My eureka moment as rooks set up home in my garden
In the trees there is a rookery which fills me with envy every time I call round. It’s not simply that I enjoy the company of rooks, I also find them one of the most interesting birds in Ireland.
But they are also one of the noisiest and a couple of weeks ago a loud burst of rook noise drew me to my hen run. I couldn’t believe my eyes. A pair of rooks was building a nest in the bare top of an ash tree that overhangs the run.
Rooks are the most gregarious members of the crow family and they nest and roost in colonies. The average mature rookery will contain anything up to 70 pairs of birds. I know where all the local ones are and they’re all several kilometres away.
But two rooks were building a nest in my garden. One bird, I presume the female, was constructing the nest and the other one was flying in with building materials. Every time he arrived there was a prolonged, noisy and apparently argumentative ‘conversation’.
It may be anthropomorphic, but it sounded as if there was considerable disagreement about how the new twig should be incorporated into the growing structure.
And it was certainly growing — a cup-shaped affair the size of two or three footballs. Did every rookery start with a single nest? Was this the beginning of a new one? Was I to be rewarded for thirty years of tree planting by getting my very own rookery? Unfortunately there has been very little sign of activity around the completed nest.

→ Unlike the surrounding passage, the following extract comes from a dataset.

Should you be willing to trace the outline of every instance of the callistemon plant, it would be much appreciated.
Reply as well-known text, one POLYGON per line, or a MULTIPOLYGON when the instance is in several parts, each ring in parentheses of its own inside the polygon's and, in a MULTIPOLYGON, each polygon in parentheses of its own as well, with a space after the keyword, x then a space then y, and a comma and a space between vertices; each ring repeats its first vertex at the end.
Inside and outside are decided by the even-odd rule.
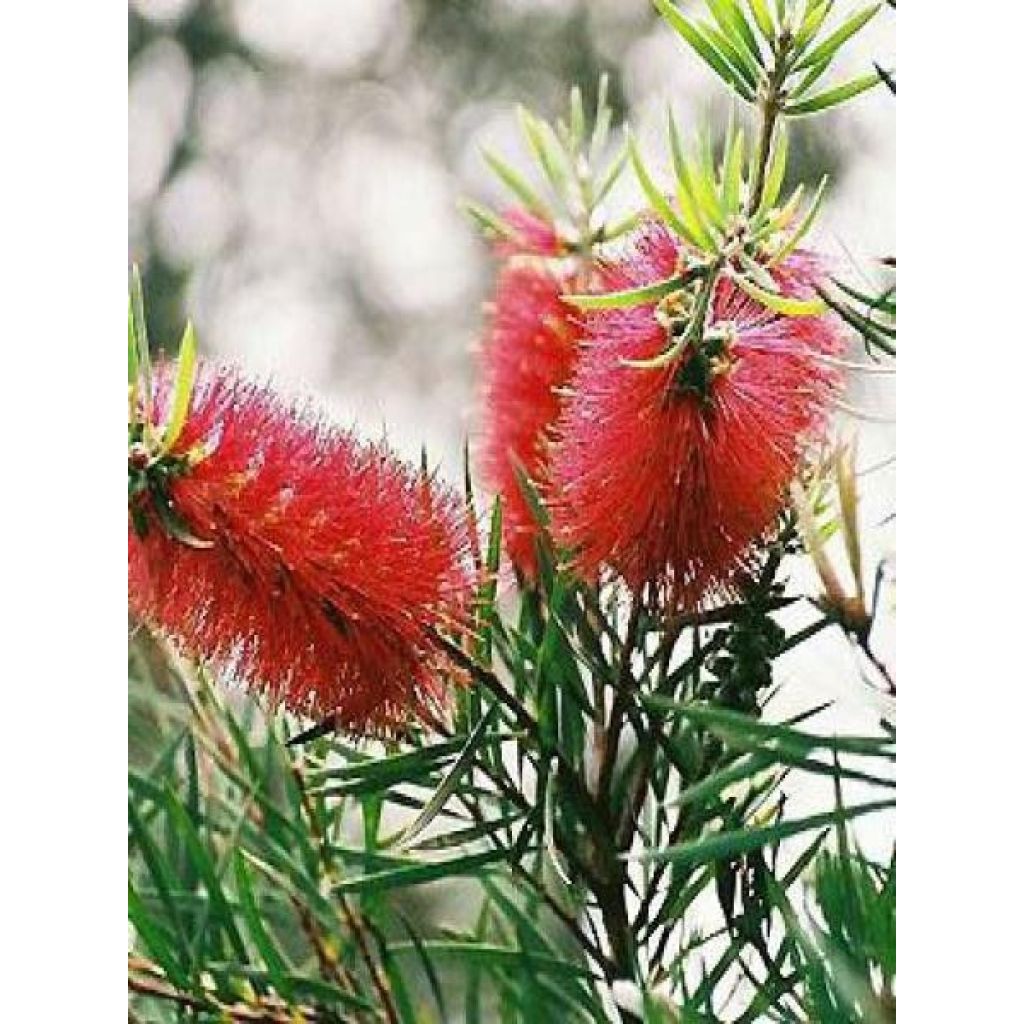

It’s possible a female rook is up there, quietly sitting on eggs. It’s too high up in the tree for me to check. But I have my doubts. Rooks seldom do anything quietly. I think it might be a dummy nest, possibly built as some sort of courtship behaviour.
There are two things that fascinate me about rooks. One is the fact that they are extremely intelligent and the other is the advanced nature of their social behaviour. These two things combined give them what I believe is the largest vocabulary of any Irish bird. I reckon I have isolated at least eighteen different ‘words’. That may not sound like a huge vocabulary, but in bird terms it is.
Not all the words are made by the vocal chords (or the bird equivalent, they don’t actually have vocal chords). They make clicking sounds, a bit like morse code, by clapping the mandibles of their beak together. They are also very into body language, bowing to each other and fanning their tails. I have spent hours trying to interpret rook language without the aid of a dictionary.
Their intelligence has only been recognised and studied quite recently. One startling conclusion that has emerged is that rooks can design, manufacture and use tools at least as skilfully as chimpanzees, despite the fact that their beaks are not as well-adapted to such tasks as a chimp’s hands.
They can take a piece of wire and bend it into a hook in order to extract a piece of food from an awkward place. In an even more extraordinary demonstration of their logical powers, a captive rook (above) was given a tube of water with a worm floating on the surface and a pile of stones. It couldn’t reach the worm but picked up the stones and dropped them into the tube until the volume they displaced caused the water to rise and the worm was in reach. That makes them about as intelligent as Archimedes.